Aunque había amanecido desde hacía un buen rato, una leve claridad tras las cortinas era la única señal del día. Las ráfagas de un aire denso, cargado de cenizas, y unas lóbregas olas cercaban la casa. El agua ya lamía los escalones de la entrada.
Tras unas horas de sueño, algo recuperados de las impresiones de la jornada anterior, Oda y Feder se encontraron. La llegada, toda una odisea, los había dejado exhaustos. Una balsa de goma, desplegada por los instructores de buceo de un complejo hotelero cercano, fue el ángel flotante que los condujo a salvarse. El resto de los pasajeros, otros cuatro turistas más un buzo, no tuvo igual suerte.
El desayuno fue triste. Oda había perdido a su mejor amiga. Feder, al matrimonio de sus editores. Solos en la casa, donde encontraron todavía algunos alimentos y agua potable, intentaron acomodarse lo mejor posible. Las habitaciones de la segunda planta, aunque cerradas las ventanas por las escorias que arrastraba el viento, eran estupendas. Más que la incomodidad por la falta de electricidad, los devastaba la ignorancia. Ya ningún aparato funcionaba a esas horas. Entre un suceso y otro, llevaban unos tres días sin noticia alguna.
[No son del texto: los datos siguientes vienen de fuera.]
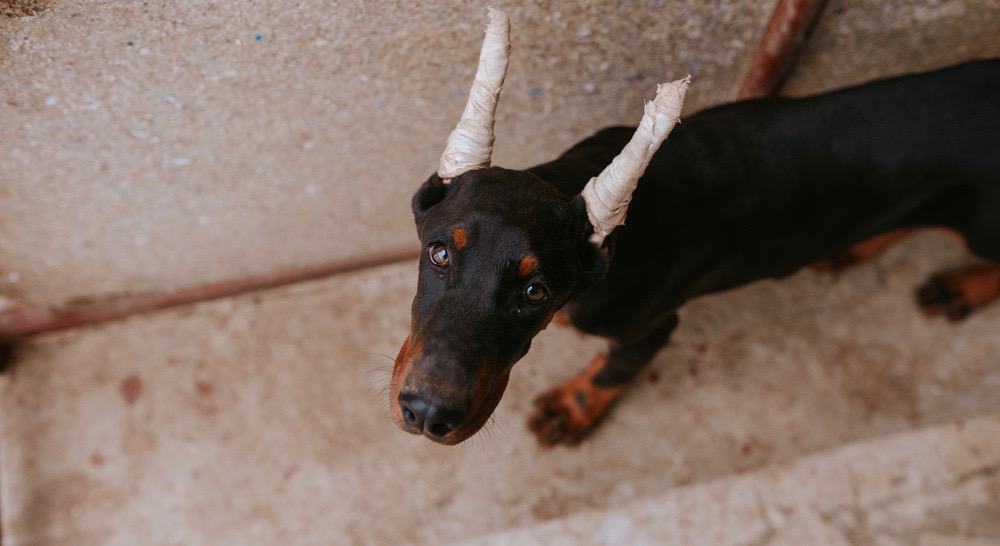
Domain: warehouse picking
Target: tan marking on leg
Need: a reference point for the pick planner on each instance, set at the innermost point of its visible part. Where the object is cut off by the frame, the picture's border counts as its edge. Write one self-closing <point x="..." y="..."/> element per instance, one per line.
<point x="567" y="413"/>
<point x="959" y="293"/>
<point x="862" y="252"/>
<point x="527" y="266"/>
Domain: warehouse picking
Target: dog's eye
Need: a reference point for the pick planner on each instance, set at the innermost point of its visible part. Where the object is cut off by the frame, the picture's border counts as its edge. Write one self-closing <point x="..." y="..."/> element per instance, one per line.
<point x="535" y="293"/>
<point x="439" y="255"/>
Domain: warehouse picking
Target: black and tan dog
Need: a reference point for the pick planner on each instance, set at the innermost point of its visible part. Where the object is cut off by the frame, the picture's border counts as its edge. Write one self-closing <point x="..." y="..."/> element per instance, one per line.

–¿Existirá el mundo todavía?
–Al menos, existimos nosotros, doctora. ¿Ha comido? Por favor…
Ella, a pesar de la tristeza, aceptó aquel amable ofrecimiento. Luego limpió y cosió una fea cortadura que descubriera en el antebrazo de él.
–¿Usted sabe, Feder? He leído su obra. Aunque prefiero su poesía.
–Pues, se lo agradezco… Pero, mire ahora, ¿de qué sirven los poemas, mis novelas, mis cuentos?
–Oh, no, no diga eso… Ustedes los escritores tienen una magia especial que es siempre útil. Eso es un talento admirable…
–La magia es suya. Yo no sabría curar y coser esta herida.
–No lo crea. Usted podría aprender a atender una cortadura. Yo jamás haré un poema. Y la poesía puede curar el alma o, al menos, aliviarla.